Holly Bodger's _5 to 1_

The Plot: Holly Bodger's 2015 verse novel 5 to 1 is a polyvocal dystopian narrative that tells the story of Sudasa and Kiran, a teenage girl and boy growing up in India in the year 2054. After years of the government's one-child policy, there are five boys for every one girl in the country; fed up with the commodification of girls, a group of women found a new country called Koyanagar. In Koyanagar, girls are also highly prized, but the government sets up a series of seven tests so that every boy, no matter how rich or poor, has the opportunity to "win" a wife. Sudasa, the middle sister in a wealthy family, does not want to be a wife, although her grandmother with a high ranking position in the government is set on using her marriage as a way to pay a debt she owes. When Sudasa realizes her marriage contest has been rigged (as her cousin is one of the competitors, given an edge by her grandmother), she becomes determined to subvert the tests in some way. Kiran, or contestant five as he is referred to throughout most of the narrative, is a poor farmer boy from the coast. He does not want to be married either, and he has a plan to use the tests to his advantage as well, but finds that he feels a connection with Sudasa that he did not expect.

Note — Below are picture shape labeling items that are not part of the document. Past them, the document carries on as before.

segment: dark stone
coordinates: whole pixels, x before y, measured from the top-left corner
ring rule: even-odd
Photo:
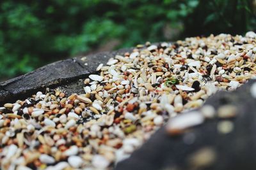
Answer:
[[[106,64],[110,57],[124,54],[125,52],[131,52],[131,50],[91,55],[86,56],[85,61],[77,57],[56,62],[0,83],[0,105],[28,97],[38,90],[45,90],[46,87],[58,87],[67,96],[72,93],[83,93],[83,80],[88,74],[95,73],[100,63]],[[84,63],[88,63],[88,66]],[[211,67],[208,66],[209,71]],[[204,78],[209,78],[205,75]],[[217,118],[207,120],[204,124],[175,138],[166,133],[164,126],[129,159],[118,163],[116,169],[199,169],[191,167],[188,160],[193,153],[204,147],[214,148],[217,159],[211,166],[200,169],[255,169],[256,99],[250,94],[250,85],[254,81],[250,81],[235,92],[218,92],[206,101],[206,104],[211,104],[216,108],[224,104],[234,104],[237,106],[239,114],[231,120],[234,122],[234,129],[230,133],[224,135],[218,132],[216,125],[220,120]],[[26,119],[30,118],[28,114],[20,113]],[[184,143],[183,139],[186,135],[194,136],[195,141],[190,145]],[[31,165],[30,167],[33,168]]]
[[[256,99],[252,97],[250,88],[255,80],[239,88],[237,91],[221,91],[209,98],[205,104],[215,108],[224,104],[237,106],[239,114],[232,120],[234,129],[230,133],[220,134],[217,124],[220,120],[207,120],[184,134],[168,135],[165,127],[161,127],[130,158],[119,162],[115,169],[255,169],[256,167]],[[184,138],[195,137],[188,145]],[[213,148],[216,159],[213,164],[204,168],[195,168],[189,164],[191,155],[203,148]]]
[[[121,49],[111,52],[101,52],[86,56],[68,59],[50,64],[26,74],[0,83],[0,105],[4,103],[15,102],[18,99],[25,99],[38,91],[45,91],[46,87],[60,86],[68,93],[79,92],[83,83],[79,78],[95,73],[100,63],[106,64],[108,59],[117,54],[131,52],[132,48]],[[87,63],[86,66],[84,64]],[[79,87],[79,88],[76,88]]]

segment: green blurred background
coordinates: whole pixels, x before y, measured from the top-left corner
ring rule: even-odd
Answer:
[[[0,81],[68,57],[256,29],[256,0],[1,0]]]

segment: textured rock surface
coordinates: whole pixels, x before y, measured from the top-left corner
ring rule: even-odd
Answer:
[[[131,157],[120,162],[116,169],[255,169],[256,167],[256,99],[250,94],[249,83],[232,92],[220,92],[207,100],[215,108],[226,104],[238,108],[234,129],[230,133],[220,134],[217,124],[220,120],[207,120],[184,135],[171,137],[163,127]],[[194,136],[191,145],[184,143],[186,136]],[[210,167],[196,167],[191,159],[202,148],[211,148],[216,159]]]
[[[46,87],[58,87],[68,94],[83,92],[83,80],[95,71],[100,63],[131,49],[100,53],[86,56],[86,60],[74,58],[52,63],[26,74],[0,83],[0,104],[29,96]],[[88,63],[88,66],[84,64]],[[79,80],[81,79],[82,80]],[[234,92],[218,92],[206,103],[218,108],[234,103],[239,108],[239,115],[232,119],[234,131],[221,134],[217,131],[220,120],[207,120],[184,135],[170,137],[161,128],[132,156],[118,164],[116,169],[255,169],[256,167],[256,100],[250,96],[253,81]],[[184,143],[185,136],[194,136],[195,141]],[[204,148],[212,148],[216,153],[213,165],[207,168],[193,167],[189,159]]]
[[[83,57],[77,57],[60,60],[0,83],[0,104],[26,97],[38,90],[44,90],[46,87],[60,86],[63,90],[67,89],[68,94],[78,92],[83,88],[81,84],[75,82],[76,80],[95,72],[99,64],[106,64],[109,58],[115,55],[131,50],[131,48],[99,53],[86,56],[86,60],[81,59]]]

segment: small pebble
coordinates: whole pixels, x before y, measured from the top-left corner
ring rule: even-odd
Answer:
[[[67,123],[66,125],[65,126],[65,129],[68,129],[70,127],[74,126],[74,125],[76,125],[76,120],[74,119],[71,119]]]
[[[218,123],[217,129],[221,134],[231,132],[234,129],[234,124],[231,121],[223,120]]]
[[[42,162],[47,164],[51,164],[55,162],[55,160],[53,157],[50,157],[46,154],[42,154],[40,157],[39,160]]]
[[[90,74],[89,78],[93,81],[102,81],[104,77],[97,75],[97,74]]]
[[[52,127],[55,127],[56,126],[56,124],[54,123],[54,122],[53,122],[52,120],[49,119],[49,118],[45,118],[44,120],[44,123],[45,125],[48,125],[48,126],[52,126]]]
[[[253,98],[256,98],[256,83],[252,84],[250,89],[251,95]]]
[[[76,155],[78,153],[78,148],[77,146],[72,146],[69,149],[64,152],[67,156]]]
[[[84,161],[78,156],[70,156],[68,158],[68,164],[74,168],[79,168]]]
[[[95,167],[100,169],[106,169],[110,164],[108,159],[100,155],[94,155],[92,163]]]
[[[218,117],[221,118],[233,118],[237,115],[237,107],[231,104],[225,104],[218,109]]]
[[[154,124],[156,125],[161,125],[163,124],[164,119],[162,116],[156,116],[154,118]]]

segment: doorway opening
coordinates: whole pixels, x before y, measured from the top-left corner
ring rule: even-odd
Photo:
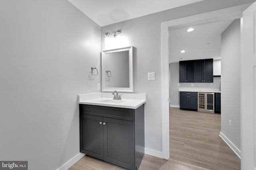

The Poetry: Bodger's verse novel alternates perspectives and styles; Sudasa's chapters are in verse, while Kiran's chapters are in prose. Like many other verse narratives, Bodger's utilizes the manipulation of space and the gaps created by line breaks to encourage a slowing of narrative pace and reader contemplation. Bodger also makes use of anaphora, variations in typography, strikethrough/underline/bold text, and arrows. Each of these elements draws attention to the words on the page and enacts many of the features of more standard visual or concrete poetry. At times these poetic techniques can seem gimmicky. One of the stronger poetic devices that Bodger uses is the reference to William Blake. Sudasa is depicted as a lover of poetry and she and her father often quote Blake. For example in the final poem, "34," Sudasa's father speaks to her in code using a quote from Blake's The Marriage of Heaven and Hell, a text that mixes poetry, prose, and image: "Remember, beti,/ no bird soars too high,/ if he soars with his own wings" (236). Her father then follows up with a secret message to help Sudasa make a decision about her future: "And sometime, when wings burn,/ they rise from the ash/ as fins in turn" (237). Blake's exploration of contraries and his insistence upon the necessity of both in his The Marriage of Heaven and Hell is interestingly reflected in Bodger's verse novel about the two extremes of the prizing of boys vs. the prizing of girls in culture.

The Page: 5 to 1 is organized into three parts, each part representing a day of the tests. Each part is then further separated into chapters that explore the narrative from Sudasa and Kiran's point of view. Each chapter includes a varying illustration that depicts an image of a woman/fish hybrid, and each part includes an illustrated image of a pair of hands with mehndi or henna designs (typically applied to women's hands during Hindu wedding ceremonies) featuring the same woman/fish hybrid.

I found 5 to 1 to be an interesting read, and it is one of the first ever dystopian verse novels I have encountered. I give it three stars.